Cookies on Pinsent Masons website

This website uses cookies to allow us to see how the site is used. The cookies cannot identify you. If you continue to use this site we will assume that you are happy with this

If you want to use the sites without cookies or would like to know more, you can do that here.

Is content scraping legal?

We ask whether the website scraping that underpins the emerging aggregator industry falls foul of the law01 May 2008


 A text transcription follows.

This transcript is for anyone with a hearing impairment or who for any other reason cannot listen to the MP3 audio file.

The following is the text spoken by OUT-LAW journalist Matthew Magee.


Hello and welcome to OUT LAW Radio, the weekly podcast that keeps you up to date on all the twists and turns in the world of technology law.

Every week we bring you the latest news and in depth features that help you to make sense of the ever changing laws that govern technology today.

My name is Matthew Magee, and this week we look at the legal uncertainties surrounding the website scraping that underpins an entire new industry.

But first, the news; Swiss company claims loophole protection for UKTV rebroadcasting and EU orders special funds for session musicians

An internet start up is re broadcasting UK television from Switzerland without the station's permission.
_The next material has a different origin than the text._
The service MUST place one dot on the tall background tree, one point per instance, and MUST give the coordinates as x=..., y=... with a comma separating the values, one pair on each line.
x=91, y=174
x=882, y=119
It is re broadcasting all five UK terrestrial channels online but claims it is not breaking the law.

One legal expert, though, said that the company's re broadcasting could be short lived, and that the Government could close the loophole at any time.

Zattoo.com claims that it is not in breach of the UK's copyright legislation, and that a loophole allows for live re broadcast of material from public service broadcasters.
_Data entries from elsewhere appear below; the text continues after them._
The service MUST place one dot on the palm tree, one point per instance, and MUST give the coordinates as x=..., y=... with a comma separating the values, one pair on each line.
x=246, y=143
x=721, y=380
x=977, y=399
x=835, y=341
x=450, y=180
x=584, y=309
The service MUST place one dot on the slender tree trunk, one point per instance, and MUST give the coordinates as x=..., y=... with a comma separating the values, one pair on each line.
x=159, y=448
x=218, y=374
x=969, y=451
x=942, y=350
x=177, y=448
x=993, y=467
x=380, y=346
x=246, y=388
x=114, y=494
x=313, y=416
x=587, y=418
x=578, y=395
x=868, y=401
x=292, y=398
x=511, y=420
Kim Walker, head of intellectual property at Pinsent Masons, the law firm behind OUT LAW said that even if Zattoo has found a legitimate loophole, it may not be open for long.

He said that the Copyright Act says the Secretary of State has the power to withdraw the permission at any time, and that if this is a loophole that the Government is not happy with the Secretary of State could say that the right does not apply to re transmission online.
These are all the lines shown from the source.